Feature Selection and Model Comparison on Microsoft Learning-to-Rank Data Sets
This work addresses the core problem of information retrieval for search engines, but it is incremental as it applies standard methods to an existing dataset.
The study tackled feature selection and model comparison for learning-to-rank in search engines, finding that not all 137 features are useful and that boosting trees and random forest achieve the best prediction performance on the MSLR-WEB dataset.
With the rapid advance of the Internet, search engines (e.g., Google, Bing, Yahoo!) are used by billions of users for each day. The main function of a search engine is to locate the most relevant webpages corresponding to what the user requests.

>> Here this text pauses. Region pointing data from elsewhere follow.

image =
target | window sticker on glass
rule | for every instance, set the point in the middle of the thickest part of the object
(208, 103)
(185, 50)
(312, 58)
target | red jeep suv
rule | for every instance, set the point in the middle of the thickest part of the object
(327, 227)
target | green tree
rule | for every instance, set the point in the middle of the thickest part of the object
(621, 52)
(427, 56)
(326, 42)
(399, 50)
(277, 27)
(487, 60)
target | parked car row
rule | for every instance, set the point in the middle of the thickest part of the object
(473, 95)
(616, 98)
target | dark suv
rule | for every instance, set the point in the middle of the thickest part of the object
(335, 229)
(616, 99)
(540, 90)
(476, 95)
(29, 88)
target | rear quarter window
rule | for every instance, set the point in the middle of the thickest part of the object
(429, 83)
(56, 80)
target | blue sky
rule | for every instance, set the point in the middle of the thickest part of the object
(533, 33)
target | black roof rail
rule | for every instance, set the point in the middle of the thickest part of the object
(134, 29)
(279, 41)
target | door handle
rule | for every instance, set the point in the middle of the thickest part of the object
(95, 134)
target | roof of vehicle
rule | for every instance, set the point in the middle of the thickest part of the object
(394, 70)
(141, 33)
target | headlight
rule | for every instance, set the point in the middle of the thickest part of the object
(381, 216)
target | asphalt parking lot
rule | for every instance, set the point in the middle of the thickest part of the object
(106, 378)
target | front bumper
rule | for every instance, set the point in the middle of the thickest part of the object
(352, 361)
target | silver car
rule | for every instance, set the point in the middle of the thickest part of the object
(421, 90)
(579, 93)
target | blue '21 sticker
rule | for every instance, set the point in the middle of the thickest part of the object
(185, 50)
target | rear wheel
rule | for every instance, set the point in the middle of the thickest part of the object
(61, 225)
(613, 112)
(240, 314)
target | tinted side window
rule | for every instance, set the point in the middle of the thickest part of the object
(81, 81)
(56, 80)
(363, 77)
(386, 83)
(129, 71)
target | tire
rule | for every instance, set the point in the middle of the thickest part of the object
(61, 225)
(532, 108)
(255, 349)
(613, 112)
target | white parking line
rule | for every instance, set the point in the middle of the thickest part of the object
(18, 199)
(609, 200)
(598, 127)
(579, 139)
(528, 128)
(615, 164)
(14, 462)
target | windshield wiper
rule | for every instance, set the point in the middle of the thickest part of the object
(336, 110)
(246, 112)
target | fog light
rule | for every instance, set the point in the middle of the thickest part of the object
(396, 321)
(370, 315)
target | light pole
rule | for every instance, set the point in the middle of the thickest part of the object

This report focuses on the core problem of information retrieval: how to learn the relevance between a document (very often webpage) and a query given by user. Our analysis consists of two parts: 1) we use standard statistical methods to select important features among 137 candidates given by information retrieval researchers from Microsoft. We find that not all the features are useful, and give interpretations on the top-selected features; 2) we give baselines on prediction over the real-world dataset MSLR-WEB by using various learning algorithms. We find that models of boosting trees, random forest in general achieve the best performance of prediction. This agrees with the mainstream opinion in information retrieval community that tree-based algorithms outperform the other candidates for this problem.